Closed wjhopper closed 1 year ago
Thanks for reaching out and trying the package. I had not implemented this and have generally taken the approach that the sample sizes for the two groups would be equal in proportion, which is typically found in practice from my experience.
I've had multiple people ask for this, so I implemented a new argument for factor attribute simulation, force_equal = TRUE
. The default is FALSE, not to adjust old code. This would be the new code using the example you posted from the vignette.
library(simglm)
set.seed(321)
sim_arguments <- list(
formula = y ~ 1 + weight + age + sex,
fixed = list(weight = list(var_type = 'continuous', mean = 180, sd = 30),
age = list(var_type = 'ordinal', levels = 30:60),
sex = list(var_type = 'factor', levels = c('male', 'female'),
force_equal = TRUE #this is the new code argument
)),
sample_size = 10
)
simulate_fixed(data = NULL, sim_arguments)

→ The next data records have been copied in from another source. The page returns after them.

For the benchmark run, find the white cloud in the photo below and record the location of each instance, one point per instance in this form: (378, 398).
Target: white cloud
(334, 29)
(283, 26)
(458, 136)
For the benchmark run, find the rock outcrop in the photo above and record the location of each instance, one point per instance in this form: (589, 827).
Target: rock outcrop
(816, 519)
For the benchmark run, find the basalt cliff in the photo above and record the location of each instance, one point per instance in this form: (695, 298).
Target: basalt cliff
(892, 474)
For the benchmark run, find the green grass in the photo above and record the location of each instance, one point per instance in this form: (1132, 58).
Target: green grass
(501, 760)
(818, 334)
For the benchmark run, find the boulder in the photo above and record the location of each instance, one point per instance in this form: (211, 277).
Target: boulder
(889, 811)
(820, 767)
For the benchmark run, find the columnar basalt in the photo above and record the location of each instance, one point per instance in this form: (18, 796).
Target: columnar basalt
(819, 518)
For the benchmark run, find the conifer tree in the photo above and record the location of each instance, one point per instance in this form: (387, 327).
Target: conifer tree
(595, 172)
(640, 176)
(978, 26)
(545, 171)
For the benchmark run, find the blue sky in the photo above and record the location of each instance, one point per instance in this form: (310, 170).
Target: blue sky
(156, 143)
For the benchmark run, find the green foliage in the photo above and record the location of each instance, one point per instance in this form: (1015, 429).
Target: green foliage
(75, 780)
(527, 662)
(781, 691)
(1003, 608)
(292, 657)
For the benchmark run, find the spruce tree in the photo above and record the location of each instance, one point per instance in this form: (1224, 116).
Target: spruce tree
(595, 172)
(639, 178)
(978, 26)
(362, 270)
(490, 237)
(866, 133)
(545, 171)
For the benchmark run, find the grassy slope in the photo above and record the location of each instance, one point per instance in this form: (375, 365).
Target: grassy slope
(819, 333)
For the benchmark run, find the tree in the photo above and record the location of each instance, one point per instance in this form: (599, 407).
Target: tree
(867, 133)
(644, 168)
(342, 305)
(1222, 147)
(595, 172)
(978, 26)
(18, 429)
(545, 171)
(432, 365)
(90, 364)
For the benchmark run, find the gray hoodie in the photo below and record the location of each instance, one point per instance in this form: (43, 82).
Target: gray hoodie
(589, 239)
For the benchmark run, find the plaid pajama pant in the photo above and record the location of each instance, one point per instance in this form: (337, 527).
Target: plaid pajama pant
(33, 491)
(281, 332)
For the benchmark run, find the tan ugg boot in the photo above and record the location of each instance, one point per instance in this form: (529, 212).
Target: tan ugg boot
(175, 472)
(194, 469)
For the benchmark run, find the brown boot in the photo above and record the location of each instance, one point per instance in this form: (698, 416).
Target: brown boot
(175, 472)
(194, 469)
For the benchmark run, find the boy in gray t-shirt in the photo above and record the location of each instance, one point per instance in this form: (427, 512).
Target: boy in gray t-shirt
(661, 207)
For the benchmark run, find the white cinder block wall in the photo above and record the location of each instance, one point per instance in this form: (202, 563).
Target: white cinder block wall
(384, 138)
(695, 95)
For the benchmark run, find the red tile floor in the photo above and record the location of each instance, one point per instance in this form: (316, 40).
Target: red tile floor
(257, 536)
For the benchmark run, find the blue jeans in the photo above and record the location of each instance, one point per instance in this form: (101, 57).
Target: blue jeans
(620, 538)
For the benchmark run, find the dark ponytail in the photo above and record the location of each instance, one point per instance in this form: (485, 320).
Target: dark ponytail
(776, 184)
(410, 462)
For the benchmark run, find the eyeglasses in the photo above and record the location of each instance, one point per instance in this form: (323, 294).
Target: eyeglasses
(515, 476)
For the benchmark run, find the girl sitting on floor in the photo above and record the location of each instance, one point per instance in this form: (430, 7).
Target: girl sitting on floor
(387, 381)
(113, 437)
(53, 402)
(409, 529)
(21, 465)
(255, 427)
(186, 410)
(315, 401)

Wonderful, thanks for adding this functionality! Might I suggest updating the vignettes to make users aware of this new functionality? I've prepared a pull request (#107) to do this if you think it's a good addition.
I suppose this is less of an issue than a question, but is it possible to simulate data from a balanced design? For instance, once of the examples in the Tidy Simulation with simglm vignette shows how to simulate a binary categorical variable for sex, but the simulated data ends up with 8 observations in the female category, and 2 observations in the male category.
Is it possible to force the simulated data to have 5 observations in the female category, and 5 observations in the male category?